Buying an existing business, Officinado Business Help Directory
Buying an existing business
How to value a business
Valuing a business is often the most worrying part of buying an existing business.
To get a general idea of how healthy the business is, look at:
- the history of the business
- its current performance - sales, turnover, profit
- its financial situation - cashflow, debts, expenses, assets
- why the business is being sold
As part of your investigations, talk to the vendor and the business' existing customers and suppliers. They may be able to give you information which affects your valuation. For example, if the vendor is being forced to sell due to decreasing profits your valuation will be lower. They may also be able to give you general market information about conditions affecting the business.

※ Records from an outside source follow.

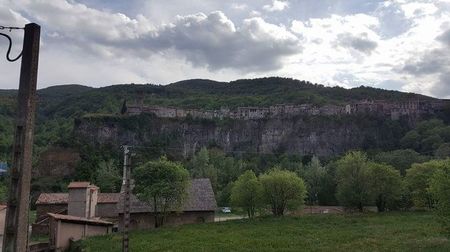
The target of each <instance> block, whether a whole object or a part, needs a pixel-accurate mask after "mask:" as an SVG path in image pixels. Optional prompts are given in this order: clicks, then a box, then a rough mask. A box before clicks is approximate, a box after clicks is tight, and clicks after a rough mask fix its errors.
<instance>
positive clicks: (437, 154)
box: [434, 143, 450, 159]
mask: <svg viewBox="0 0 450 252" xmlns="http://www.w3.org/2000/svg"><path fill="white" fill-rule="evenodd" d="M434 156H435V157H436V158H438V159H446V158H449V157H450V143H444V144H441V145H440V146H439V148H437V149H436V151H435V152H434Z"/></svg>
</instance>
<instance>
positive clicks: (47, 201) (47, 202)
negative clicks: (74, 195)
mask: <svg viewBox="0 0 450 252" xmlns="http://www.w3.org/2000/svg"><path fill="white" fill-rule="evenodd" d="M67 202H69V194H68V193H41V194H40V195H39V198H38V199H37V200H36V204H37V205H38V204H55V205H56V204H67Z"/></svg>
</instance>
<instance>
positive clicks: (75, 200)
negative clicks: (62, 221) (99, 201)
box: [67, 182, 98, 219]
mask: <svg viewBox="0 0 450 252" xmlns="http://www.w3.org/2000/svg"><path fill="white" fill-rule="evenodd" d="M68 188H69V206H68V211H67V214H68V215H72V216H78V217H83V218H88V219H90V218H94V217H95V208H96V206H97V194H98V187H96V186H95V185H91V184H90V183H89V182H71V183H70V184H69V186H68Z"/></svg>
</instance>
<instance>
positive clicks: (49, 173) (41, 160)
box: [33, 147, 81, 178]
mask: <svg viewBox="0 0 450 252" xmlns="http://www.w3.org/2000/svg"><path fill="white" fill-rule="evenodd" d="M80 159H81V158H80V155H79V153H78V152H77V151H76V150H74V149H66V148H59V147H51V148H49V149H48V150H46V151H45V152H43V153H42V154H41V155H40V158H39V162H38V165H37V167H35V168H34V169H33V177H55V178H64V177H70V176H71V175H72V174H74V172H75V167H76V165H77V163H78V161H79V160H80Z"/></svg>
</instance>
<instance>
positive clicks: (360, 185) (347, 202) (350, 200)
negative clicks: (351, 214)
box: [336, 152, 373, 212]
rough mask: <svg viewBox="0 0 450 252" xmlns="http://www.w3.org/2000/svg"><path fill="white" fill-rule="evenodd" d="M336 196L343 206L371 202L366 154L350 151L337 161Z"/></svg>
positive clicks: (364, 203)
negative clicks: (336, 184)
mask: <svg viewBox="0 0 450 252" xmlns="http://www.w3.org/2000/svg"><path fill="white" fill-rule="evenodd" d="M336 180H337V189H336V198H337V199H338V201H339V203H340V204H342V205H343V206H345V207H349V208H357V209H358V210H359V211H360V212H362V211H363V209H364V206H367V205H368V204H371V203H372V202H373V200H372V195H371V189H370V186H371V184H370V173H369V168H368V161H367V156H366V154H364V153H363V152H350V153H348V154H347V155H345V156H344V157H342V158H341V159H340V160H338V161H337V170H336Z"/></svg>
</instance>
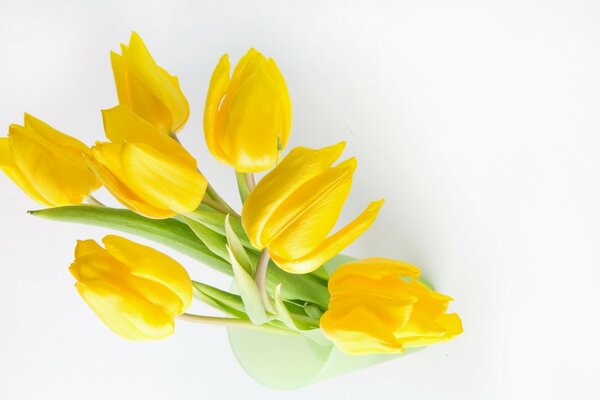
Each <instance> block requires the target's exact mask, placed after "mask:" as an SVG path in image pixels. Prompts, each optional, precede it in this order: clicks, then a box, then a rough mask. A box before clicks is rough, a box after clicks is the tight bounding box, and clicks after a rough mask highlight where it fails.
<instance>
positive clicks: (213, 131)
mask: <svg viewBox="0 0 600 400" xmlns="http://www.w3.org/2000/svg"><path fill="white" fill-rule="evenodd" d="M229 73H230V64H229V56H228V55H227V54H225V55H224V56H223V57H221V60H220V61H219V64H217V67H216V68H215V71H214V72H213V75H212V78H211V81H210V87H209V89H208V95H207V97H206V106H205V109H204V135H205V138H206V144H207V146H208V149H209V150H210V152H211V153H212V154H213V156H215V158H217V159H218V160H220V161H222V162H225V163H227V164H229V165H231V166H232V167H233V168H235V170H236V171H239V172H259V171H265V170H267V169H270V168H273V167H274V166H275V164H276V163H277V158H278V155H279V150H281V149H283V148H285V146H286V144H287V141H288V137H289V134H290V128H291V124H292V104H291V102H290V96H289V94H288V90H287V86H286V84H285V80H284V79H283V75H282V74H281V72H280V71H279V68H277V64H275V61H273V59H271V58H269V59H266V58H265V56H263V55H262V54H261V53H259V52H258V51H256V50H255V49H250V50H249V51H248V53H246V55H245V56H244V57H242V59H241V60H240V61H239V62H238V64H237V66H236V67H235V69H234V71H233V76H231V78H230V76H229Z"/></svg>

The most difficult part is valuing the "intangible assets" These are usually difficult to measure and could include the company's reputation and relationship with suppliers, the value of "goodwill" or licences, patents or intellectual property. You should consider how the value of these assets could be affected if you decide to buy the business.
The list below details other factors that will affect the value:
- stock
- assets
- products
- debtors
- creditors
- suppliers
- employees
- premises
- competition
Once you have considered all these factors you can then decide how much you want to offer, or if you want to buy it at all.
Common methods of valuing a business
There's a range of ways to value a business. Valuations based on multiples of future earnings and the capitalisation of future cashflows are the most common.
1. Businesses with a record of sustainable profits are often valued at a multiple of earnings. Profits are adjusted for any unusual, one-off items to arrive at an estimate of "normalised" earnings. Smaller businesses are usually valued at a lower multiple than similar, larger companies - typically at somewhere between five and ten times their annual post-tax profit.
2. Mature, cash-generating businesses can be valued in a similar way but based on cashflow. Future cashflows are estimated and discounted - with cashflow far in the future worth less than cashflow soon.
3. An asset valuation might be appropriate for stable businesses with significant tangible assets - property or manufacturing businesses, for example. Your starting point is the value of assets stated in the accounts - known as the "net book value". These figures are then refined to reflect factors such as changes in the value of assets or bad debts.
4. The cost of creating a business similar to yours can be used as a basis for valuation. Costs could include buying equipment, employing staff, developing products, attracting customers, and so on. It may be possible to estimate this "entry cost" as a benchmark of your business' value. Of course, if the cost of entry is low there's little likelihood of your achieving a successful sale.
5. In some industries, there are established rules of thumb for valuing businesses. For example, the number of branches an estate agency has.
A potential buyer may use more than one method to get a range of values for your business. In the end, however, any price will be a matter for negotiation.
Your accountant can also help you value the business.
If you do decide to make an offer, the research you do now will be verified in detail once you've agreed a purchase price with the vendor.
Make sure a business is worth buying: due diligence
Having done your research, it is important to verify the information you have. A period of time is allowed for you to access the business' books and records to verify that all of the information that you have been told up to now is accurate. This is known as due diligence. It should give you a realistic picture of how the business is performing now and how it is likely to perform in the future.
When to begin due diligence
Don't start due diligence until you've agreed a price and terms with the seller. For a down payment they may agree to take the business off the market during your investigation.
The investigation period is negotiable - but most small businesses need at least three to four weeks.
Where to get help
Ideally you should get accountants and solicitors to help you identify risk areas but you can also get detailed information about companies direct from the official UK Government Companies House website.
Due diligence is about much more than the finances of a business. You need to come out of this period knowing exactly what you are getting into, what needs to be fixed, what it will cost to fix them and if you are the right person to take on this business.
Key areas to cover are:
- employment terms and conditions
- outstanding litigation
- major contracts and orders
- IT systems and other technology
- environmental issues
- commercial management including customer service, research and development, and marketing
Information sources
Dig as deeply as you can and use whatever documents are available. For instance, if you're looking at employee records, you could check out:
- payroll records
- staff files
- copies of pension and profit sharing plans plus financial statements, if relevant
- employment contracts
- the staff manual
- union contracts, if relevant
You may also need information from external sources such as the landlord, tax office or bank.